Diplomasi Pertahanan sebagai Alat Kebijakan Luar Negeri
A
A
A
RODON PEDRASON
Pengajar di Universitas Pertahanan Indonesia,
Sedang Menyelesaikan Program PhD di Ruprecht-Karls-Universität,
Heidelberg, Jerman, Penerima Beasiswa Unggulan BPKLN Kemdikbud RI
Pelaksanaan hukuman mati di Indonesia menjadi topik hangat di dunia internasional belakangan ini. Banyak negara yang memprotes dan melabeli Pemerintah Indonesia sangat tidak manusiawi.
Salah satu negara yang paling keras mengecam hukuman mati di Indonesia adalah Australia, sebagai akibat dari dua warganya yang berada pada top list akan di eksekusi segera karena dakwaan sebagai pemimpin jaringan penyelundup narkoba ”Bali Nine”. Dua warga negara Australia terpidana Bali Nine, Andrew Chan dan Myuran Sukumaran, mendorong Perdana Menteri Tony Abbott mengeluarkan berbagai jurus diplomatiknya yang terkesan sangat agresif dan cenderung arogan, agar pemerintahan Presiden Jokowi membatalkan eksekusi.

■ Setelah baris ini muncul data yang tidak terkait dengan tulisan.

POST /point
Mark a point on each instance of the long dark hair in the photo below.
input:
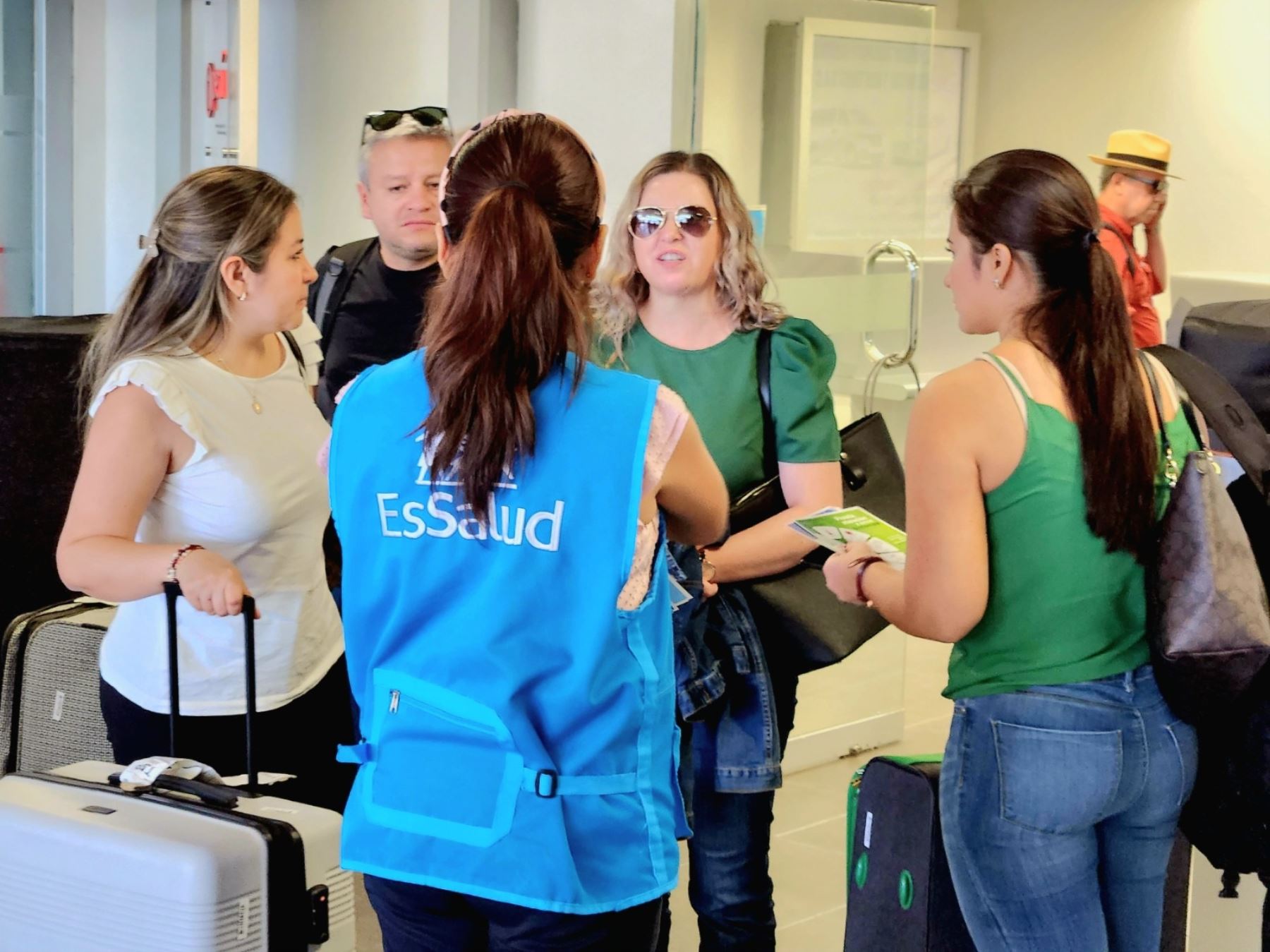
(177, 298)
(1041, 207)
(522, 204)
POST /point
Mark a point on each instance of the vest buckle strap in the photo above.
(546, 783)
(549, 783)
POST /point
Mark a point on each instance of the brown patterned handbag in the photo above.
(1208, 617)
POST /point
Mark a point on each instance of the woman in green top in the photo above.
(1034, 490)
(681, 299)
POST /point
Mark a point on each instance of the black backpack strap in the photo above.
(1225, 411)
(342, 263)
(1130, 253)
(763, 361)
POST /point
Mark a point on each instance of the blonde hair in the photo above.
(739, 272)
(177, 298)
(408, 128)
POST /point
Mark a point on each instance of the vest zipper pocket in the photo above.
(445, 766)
(395, 706)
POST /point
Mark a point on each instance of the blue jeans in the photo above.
(730, 885)
(1060, 806)
(425, 920)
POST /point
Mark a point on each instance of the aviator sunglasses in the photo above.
(691, 220)
(427, 116)
(1155, 185)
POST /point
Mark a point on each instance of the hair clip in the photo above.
(149, 242)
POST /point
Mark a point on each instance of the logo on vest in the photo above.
(440, 517)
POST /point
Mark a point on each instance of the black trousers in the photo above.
(296, 739)
(425, 920)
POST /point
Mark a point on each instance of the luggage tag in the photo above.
(679, 595)
(141, 774)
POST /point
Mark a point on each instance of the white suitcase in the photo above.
(192, 867)
(85, 867)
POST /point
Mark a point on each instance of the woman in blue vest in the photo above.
(497, 500)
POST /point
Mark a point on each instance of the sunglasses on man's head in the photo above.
(427, 116)
(691, 220)
(1155, 185)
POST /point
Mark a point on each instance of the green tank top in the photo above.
(1060, 608)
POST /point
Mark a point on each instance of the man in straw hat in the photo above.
(1135, 182)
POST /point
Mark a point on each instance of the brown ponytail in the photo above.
(521, 203)
(1041, 207)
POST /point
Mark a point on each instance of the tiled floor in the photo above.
(808, 858)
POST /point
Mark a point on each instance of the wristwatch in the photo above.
(708, 568)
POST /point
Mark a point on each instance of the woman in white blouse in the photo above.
(198, 466)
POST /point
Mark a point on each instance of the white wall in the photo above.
(1060, 76)
(732, 61)
(617, 71)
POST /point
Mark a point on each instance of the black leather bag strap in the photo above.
(1225, 409)
(765, 401)
(342, 263)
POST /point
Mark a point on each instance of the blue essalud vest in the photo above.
(519, 736)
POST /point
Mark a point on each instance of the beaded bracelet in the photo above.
(176, 561)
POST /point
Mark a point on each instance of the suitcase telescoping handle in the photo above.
(171, 590)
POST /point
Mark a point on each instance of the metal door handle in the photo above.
(914, 294)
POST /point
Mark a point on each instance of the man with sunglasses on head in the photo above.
(368, 295)
(1135, 192)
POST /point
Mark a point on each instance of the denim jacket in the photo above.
(723, 687)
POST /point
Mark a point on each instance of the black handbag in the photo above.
(802, 623)
(1208, 618)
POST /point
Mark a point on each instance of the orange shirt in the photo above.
(1139, 282)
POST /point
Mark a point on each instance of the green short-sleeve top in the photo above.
(720, 387)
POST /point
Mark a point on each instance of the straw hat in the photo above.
(1136, 149)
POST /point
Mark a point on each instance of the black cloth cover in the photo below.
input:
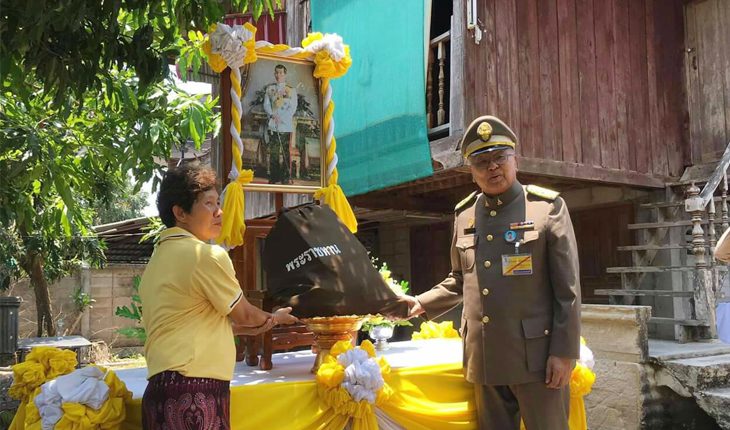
(314, 264)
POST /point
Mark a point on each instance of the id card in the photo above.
(516, 264)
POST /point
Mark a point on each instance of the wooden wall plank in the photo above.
(653, 42)
(669, 23)
(622, 77)
(502, 66)
(638, 104)
(724, 19)
(473, 74)
(593, 82)
(510, 16)
(587, 83)
(692, 79)
(605, 46)
(508, 106)
(569, 90)
(550, 132)
(528, 79)
(708, 59)
(490, 50)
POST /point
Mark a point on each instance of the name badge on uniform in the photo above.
(522, 225)
(516, 264)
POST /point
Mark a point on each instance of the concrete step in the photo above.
(716, 402)
(659, 269)
(701, 373)
(655, 247)
(641, 293)
(676, 321)
(663, 224)
(668, 204)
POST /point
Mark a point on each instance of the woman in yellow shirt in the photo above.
(189, 291)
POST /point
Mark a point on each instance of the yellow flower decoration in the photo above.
(47, 363)
(581, 381)
(324, 65)
(216, 62)
(433, 330)
(334, 395)
(340, 347)
(368, 347)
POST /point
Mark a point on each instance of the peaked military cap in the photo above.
(487, 133)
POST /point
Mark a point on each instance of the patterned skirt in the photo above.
(175, 402)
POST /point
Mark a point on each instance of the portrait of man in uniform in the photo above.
(514, 265)
(281, 129)
(280, 103)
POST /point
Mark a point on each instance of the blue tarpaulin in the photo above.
(380, 118)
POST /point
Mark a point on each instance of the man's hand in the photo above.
(414, 306)
(558, 371)
(284, 316)
(253, 331)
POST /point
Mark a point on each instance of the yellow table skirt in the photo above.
(430, 397)
(430, 392)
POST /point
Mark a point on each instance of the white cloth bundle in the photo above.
(85, 386)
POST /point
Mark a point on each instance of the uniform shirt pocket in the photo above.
(530, 236)
(467, 248)
(537, 342)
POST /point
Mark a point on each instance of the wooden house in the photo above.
(620, 105)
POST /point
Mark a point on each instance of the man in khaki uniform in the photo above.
(515, 266)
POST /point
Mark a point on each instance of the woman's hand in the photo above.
(239, 330)
(284, 316)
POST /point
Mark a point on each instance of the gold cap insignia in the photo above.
(484, 131)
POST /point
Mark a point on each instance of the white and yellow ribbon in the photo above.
(352, 385)
(236, 46)
(233, 47)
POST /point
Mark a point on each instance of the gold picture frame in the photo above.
(281, 125)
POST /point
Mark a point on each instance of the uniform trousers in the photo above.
(499, 407)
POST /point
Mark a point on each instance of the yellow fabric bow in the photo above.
(234, 204)
(434, 330)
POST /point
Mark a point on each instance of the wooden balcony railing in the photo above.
(437, 91)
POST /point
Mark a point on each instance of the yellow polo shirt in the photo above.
(187, 290)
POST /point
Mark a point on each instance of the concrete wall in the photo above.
(395, 249)
(110, 287)
(617, 335)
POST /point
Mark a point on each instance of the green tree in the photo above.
(84, 100)
(119, 204)
(56, 159)
(73, 46)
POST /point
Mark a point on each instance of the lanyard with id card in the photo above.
(517, 264)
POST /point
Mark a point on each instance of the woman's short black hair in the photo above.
(181, 186)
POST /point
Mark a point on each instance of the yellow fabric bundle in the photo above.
(324, 65)
(44, 364)
(337, 399)
(434, 330)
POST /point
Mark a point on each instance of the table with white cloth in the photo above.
(426, 374)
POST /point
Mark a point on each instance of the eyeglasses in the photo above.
(485, 163)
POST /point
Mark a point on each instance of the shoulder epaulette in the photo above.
(470, 198)
(542, 192)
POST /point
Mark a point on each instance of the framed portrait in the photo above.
(281, 126)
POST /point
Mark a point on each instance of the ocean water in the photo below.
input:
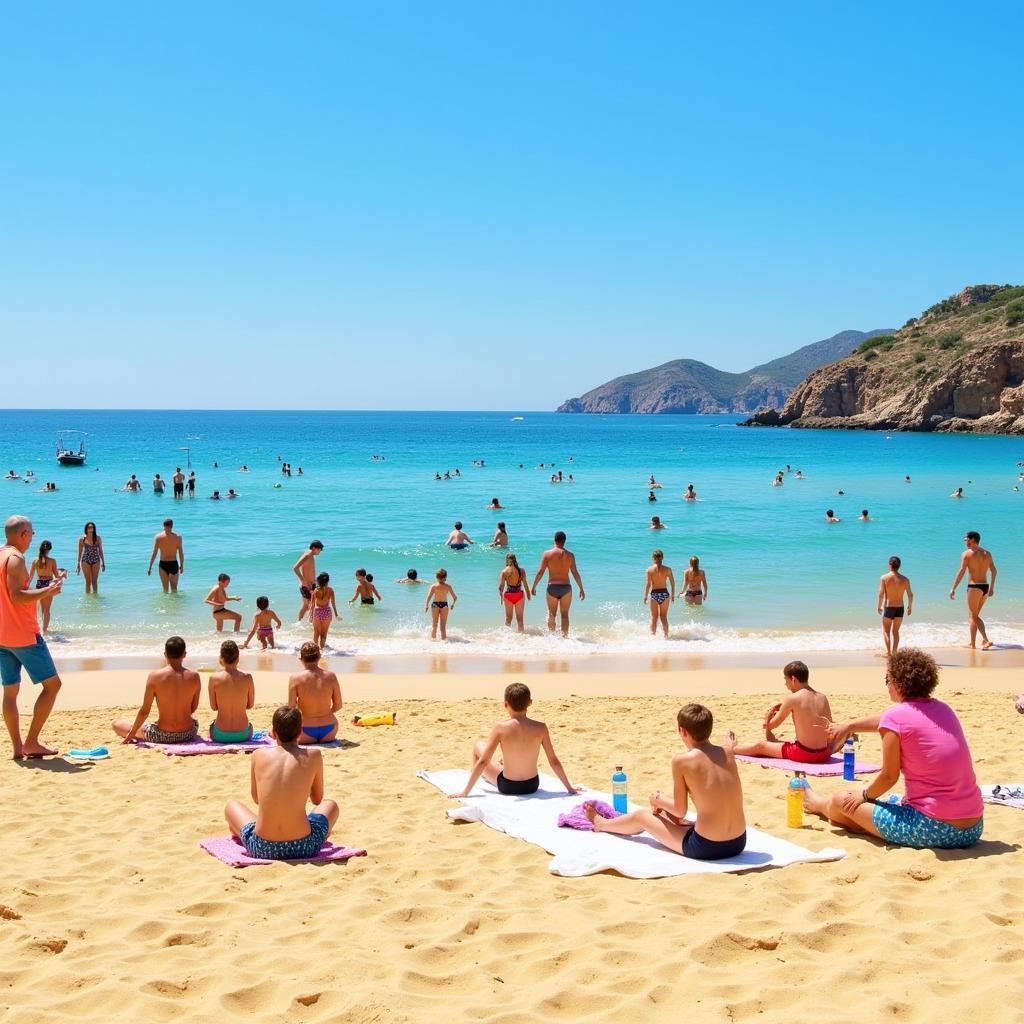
(781, 580)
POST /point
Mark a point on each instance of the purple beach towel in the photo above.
(230, 851)
(577, 818)
(834, 766)
(202, 744)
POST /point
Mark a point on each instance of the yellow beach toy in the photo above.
(378, 718)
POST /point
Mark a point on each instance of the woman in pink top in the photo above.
(923, 739)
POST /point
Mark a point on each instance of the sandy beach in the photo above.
(111, 910)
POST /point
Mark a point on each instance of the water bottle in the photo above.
(795, 804)
(849, 761)
(619, 801)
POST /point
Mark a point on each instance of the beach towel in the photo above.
(230, 851)
(203, 744)
(1009, 795)
(535, 819)
(834, 766)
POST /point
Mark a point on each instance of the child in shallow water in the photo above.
(263, 623)
(440, 600)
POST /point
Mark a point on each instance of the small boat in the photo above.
(68, 455)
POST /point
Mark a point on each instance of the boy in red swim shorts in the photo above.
(811, 716)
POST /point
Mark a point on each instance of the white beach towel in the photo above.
(1008, 794)
(535, 819)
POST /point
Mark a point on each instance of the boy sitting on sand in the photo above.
(316, 693)
(811, 716)
(176, 690)
(284, 777)
(520, 739)
(705, 773)
(231, 694)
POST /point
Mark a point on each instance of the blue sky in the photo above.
(473, 206)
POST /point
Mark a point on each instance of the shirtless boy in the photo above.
(283, 778)
(558, 563)
(172, 557)
(811, 717)
(176, 690)
(705, 773)
(458, 539)
(217, 599)
(977, 563)
(231, 694)
(894, 590)
(305, 569)
(316, 693)
(520, 739)
(659, 592)
(263, 624)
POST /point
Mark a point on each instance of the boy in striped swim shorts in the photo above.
(284, 777)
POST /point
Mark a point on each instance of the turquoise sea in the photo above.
(781, 579)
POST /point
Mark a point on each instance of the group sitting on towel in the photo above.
(284, 777)
(811, 717)
(923, 739)
(176, 690)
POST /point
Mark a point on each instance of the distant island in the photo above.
(958, 367)
(689, 386)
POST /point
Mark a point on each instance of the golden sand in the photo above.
(110, 910)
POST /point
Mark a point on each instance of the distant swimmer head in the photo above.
(287, 721)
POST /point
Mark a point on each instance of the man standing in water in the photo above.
(172, 557)
(305, 569)
(22, 644)
(558, 563)
(976, 562)
(894, 588)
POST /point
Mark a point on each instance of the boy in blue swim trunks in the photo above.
(284, 777)
(316, 693)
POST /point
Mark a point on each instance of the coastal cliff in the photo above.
(957, 368)
(691, 386)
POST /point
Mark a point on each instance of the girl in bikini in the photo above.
(695, 583)
(45, 568)
(324, 609)
(511, 591)
(440, 600)
(90, 557)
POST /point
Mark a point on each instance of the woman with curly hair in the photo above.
(923, 739)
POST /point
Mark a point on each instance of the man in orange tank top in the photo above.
(20, 642)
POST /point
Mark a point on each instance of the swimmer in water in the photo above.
(457, 540)
(694, 583)
(659, 592)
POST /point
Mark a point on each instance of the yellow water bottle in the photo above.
(795, 804)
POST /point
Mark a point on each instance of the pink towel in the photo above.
(834, 766)
(577, 818)
(202, 744)
(230, 851)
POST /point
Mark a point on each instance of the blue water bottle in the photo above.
(619, 801)
(849, 761)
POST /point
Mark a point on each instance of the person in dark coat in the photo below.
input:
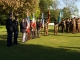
(23, 26)
(38, 27)
(9, 27)
(15, 29)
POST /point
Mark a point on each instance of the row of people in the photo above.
(71, 25)
(27, 29)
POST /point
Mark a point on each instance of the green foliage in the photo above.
(60, 47)
(45, 4)
(54, 15)
(66, 13)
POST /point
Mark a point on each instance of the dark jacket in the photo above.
(23, 26)
(15, 26)
(9, 25)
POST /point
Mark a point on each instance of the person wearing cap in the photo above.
(15, 29)
(9, 28)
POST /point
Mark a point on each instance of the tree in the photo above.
(45, 4)
(70, 4)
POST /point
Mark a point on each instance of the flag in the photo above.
(49, 15)
(60, 16)
(33, 23)
(28, 24)
(42, 20)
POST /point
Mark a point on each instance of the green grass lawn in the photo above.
(60, 47)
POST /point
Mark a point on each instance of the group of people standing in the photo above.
(12, 27)
(70, 25)
(29, 30)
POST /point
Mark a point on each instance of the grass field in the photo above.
(60, 47)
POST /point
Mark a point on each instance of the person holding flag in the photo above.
(28, 27)
(33, 25)
(48, 15)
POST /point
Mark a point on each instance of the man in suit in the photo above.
(15, 29)
(55, 27)
(9, 27)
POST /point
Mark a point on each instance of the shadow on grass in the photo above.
(70, 47)
(73, 36)
(25, 51)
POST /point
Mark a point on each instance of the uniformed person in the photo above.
(79, 25)
(15, 29)
(33, 25)
(67, 25)
(74, 25)
(62, 26)
(71, 26)
(55, 27)
(46, 28)
(38, 25)
(9, 27)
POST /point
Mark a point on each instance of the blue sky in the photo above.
(77, 4)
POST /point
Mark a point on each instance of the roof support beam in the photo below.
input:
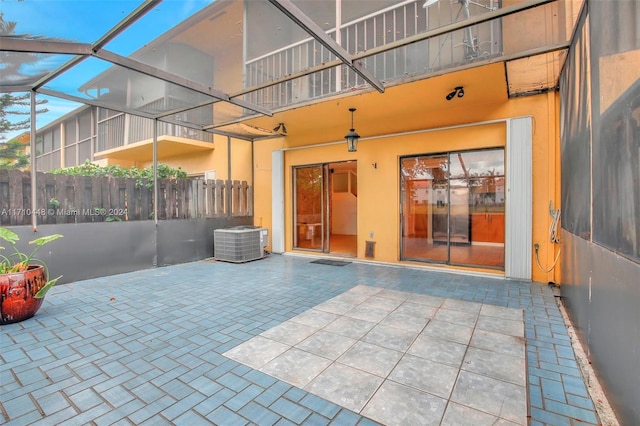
(177, 80)
(300, 18)
(15, 44)
(119, 108)
(498, 13)
(138, 13)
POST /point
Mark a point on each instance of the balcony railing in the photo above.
(121, 129)
(386, 26)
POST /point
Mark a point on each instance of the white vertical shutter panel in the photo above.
(277, 202)
(518, 221)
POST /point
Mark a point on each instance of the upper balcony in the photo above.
(234, 60)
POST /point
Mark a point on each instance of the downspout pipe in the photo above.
(32, 145)
(155, 171)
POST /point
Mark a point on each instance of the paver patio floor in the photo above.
(204, 343)
(401, 358)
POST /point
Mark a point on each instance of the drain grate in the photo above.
(330, 262)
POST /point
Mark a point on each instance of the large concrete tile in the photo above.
(326, 344)
(338, 307)
(448, 331)
(416, 310)
(257, 352)
(371, 358)
(460, 415)
(350, 327)
(396, 404)
(466, 319)
(427, 376)
(390, 337)
(501, 325)
(502, 312)
(315, 318)
(296, 367)
(289, 332)
(438, 350)
(367, 313)
(496, 397)
(496, 365)
(405, 322)
(498, 342)
(381, 303)
(346, 386)
(462, 305)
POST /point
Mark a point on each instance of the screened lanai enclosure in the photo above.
(161, 79)
(154, 80)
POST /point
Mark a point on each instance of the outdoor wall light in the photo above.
(458, 90)
(280, 128)
(352, 137)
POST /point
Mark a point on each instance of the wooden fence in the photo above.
(79, 199)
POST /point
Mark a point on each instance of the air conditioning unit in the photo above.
(240, 244)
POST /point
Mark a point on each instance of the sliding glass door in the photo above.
(325, 208)
(452, 208)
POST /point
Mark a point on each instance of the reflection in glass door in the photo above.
(310, 203)
(453, 208)
(325, 206)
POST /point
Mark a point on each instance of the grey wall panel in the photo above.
(90, 250)
(603, 300)
(181, 241)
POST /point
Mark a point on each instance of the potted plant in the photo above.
(23, 279)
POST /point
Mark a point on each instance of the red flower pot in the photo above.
(17, 294)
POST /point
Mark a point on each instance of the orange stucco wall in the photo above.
(378, 188)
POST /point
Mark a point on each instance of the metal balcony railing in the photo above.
(388, 25)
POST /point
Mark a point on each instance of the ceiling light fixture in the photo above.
(352, 137)
(280, 128)
(459, 90)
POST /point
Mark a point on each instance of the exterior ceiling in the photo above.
(120, 61)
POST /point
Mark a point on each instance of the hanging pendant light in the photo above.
(352, 137)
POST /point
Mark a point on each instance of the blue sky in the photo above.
(86, 21)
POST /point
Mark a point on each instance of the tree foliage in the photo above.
(13, 154)
(15, 104)
(142, 176)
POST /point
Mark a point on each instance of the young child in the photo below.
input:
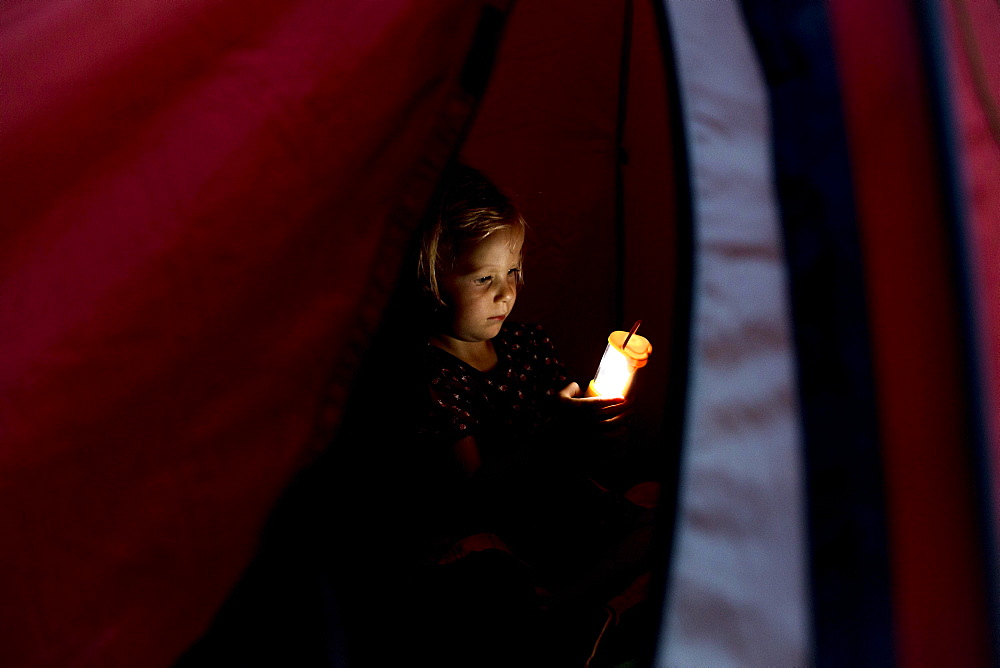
(513, 528)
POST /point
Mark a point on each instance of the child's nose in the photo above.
(506, 291)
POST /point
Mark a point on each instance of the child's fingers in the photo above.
(570, 391)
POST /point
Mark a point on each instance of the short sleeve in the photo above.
(544, 358)
(449, 414)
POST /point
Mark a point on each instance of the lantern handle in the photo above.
(631, 332)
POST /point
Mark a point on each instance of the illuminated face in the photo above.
(481, 289)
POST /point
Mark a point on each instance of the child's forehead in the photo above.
(500, 247)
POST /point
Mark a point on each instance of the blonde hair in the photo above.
(470, 209)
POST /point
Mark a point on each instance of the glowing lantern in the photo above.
(625, 353)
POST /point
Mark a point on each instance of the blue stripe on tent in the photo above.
(847, 515)
(738, 590)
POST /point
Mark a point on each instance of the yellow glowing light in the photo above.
(617, 368)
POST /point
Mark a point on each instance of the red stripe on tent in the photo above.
(975, 41)
(937, 564)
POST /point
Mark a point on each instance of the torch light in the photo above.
(625, 353)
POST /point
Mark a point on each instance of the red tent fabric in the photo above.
(204, 207)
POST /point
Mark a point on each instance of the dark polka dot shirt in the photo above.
(511, 400)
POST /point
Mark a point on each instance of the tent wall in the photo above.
(204, 205)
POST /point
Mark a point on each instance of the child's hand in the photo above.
(603, 412)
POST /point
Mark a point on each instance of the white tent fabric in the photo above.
(738, 590)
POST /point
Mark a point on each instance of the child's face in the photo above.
(481, 290)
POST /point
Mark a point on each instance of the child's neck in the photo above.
(479, 355)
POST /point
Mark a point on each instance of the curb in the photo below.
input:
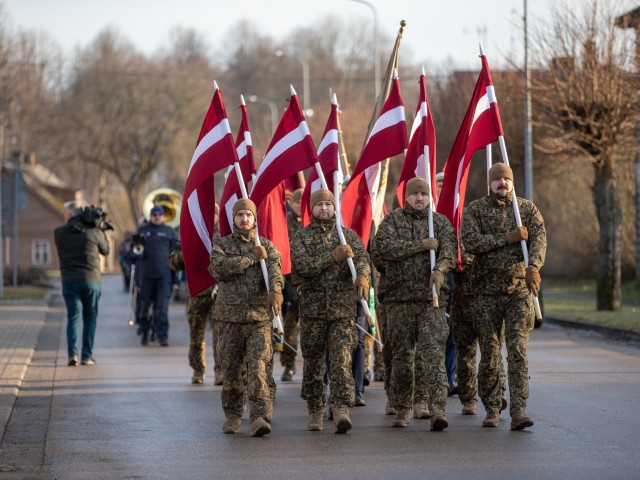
(608, 332)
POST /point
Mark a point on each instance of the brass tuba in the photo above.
(167, 198)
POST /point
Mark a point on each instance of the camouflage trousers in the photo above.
(199, 309)
(515, 313)
(290, 326)
(245, 351)
(463, 330)
(335, 338)
(418, 327)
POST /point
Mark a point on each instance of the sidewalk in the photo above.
(21, 322)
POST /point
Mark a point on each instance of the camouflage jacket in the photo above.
(398, 252)
(242, 296)
(498, 267)
(325, 287)
(176, 263)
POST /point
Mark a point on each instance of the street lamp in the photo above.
(272, 106)
(376, 63)
(308, 111)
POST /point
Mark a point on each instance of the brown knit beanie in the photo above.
(244, 204)
(296, 196)
(415, 185)
(500, 170)
(319, 195)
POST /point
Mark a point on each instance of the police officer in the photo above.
(243, 312)
(402, 243)
(502, 287)
(327, 308)
(156, 281)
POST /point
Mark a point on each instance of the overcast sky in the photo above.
(436, 30)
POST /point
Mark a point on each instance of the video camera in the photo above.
(95, 217)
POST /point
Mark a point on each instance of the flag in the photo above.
(481, 126)
(328, 158)
(423, 134)
(214, 151)
(232, 191)
(290, 151)
(387, 139)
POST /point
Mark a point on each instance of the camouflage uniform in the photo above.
(464, 331)
(199, 309)
(327, 310)
(412, 321)
(290, 325)
(244, 321)
(501, 294)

Namun, Pemerintah Indonesia bergeming dan rencana pelaksanaan hukuman mati tetap berjalan. Bulan lalu Menteri Luar Negeri Australia Julie Bishop menyatakan, Australia akan melakukan boikot pariwisata Bali. Pernyataan Bishop tersebut diperparah dengan ucapan Abbot yang mengatakan, bangsa Indonesia jangan lupa kebaikan Australia yang telah mengucurkan dana miliaran dolar untuk membantu para korban Tsunami di Aceh tahun 2004.
Sontak pernyataan kedua petinggi Negeri Kanguru tersebut mengejutkan dunia dan membuat rakyat Indonesia meradang dan tersinggung karena telah merendahkan harga diri bangsa Indonesia. Pernyataan politik Abbott dan Bishop sebenarnya sesuatu hal yang wajar, tetapi dalam pergaulan tingkat tinggi, protes seorang kepala pemerintahan yang mengaitkan dengan bantuan kemanusiaan, sungguh sangat tidak elok, tidak elegan, sangat menyinggung dan menyakiti bangsa Indonesia.
Dari keteguhan pemerintahan Indonesia untuk mengampuni kedua narapidana Bali Nine, berkembang menjadi sikap antipati masyarakat Indonesia kepada Australia. Jika dicermati lebih jauh pernyataan-pernyataan Abbott dan Bishop, yang mengancam pemboikotan pariwisata ke Pulau Dewata, kiranya Pemerintah Australia perlu berhitung dengan cermat dengan segala rencana boikot-boikot mereka terhadap Indonesia.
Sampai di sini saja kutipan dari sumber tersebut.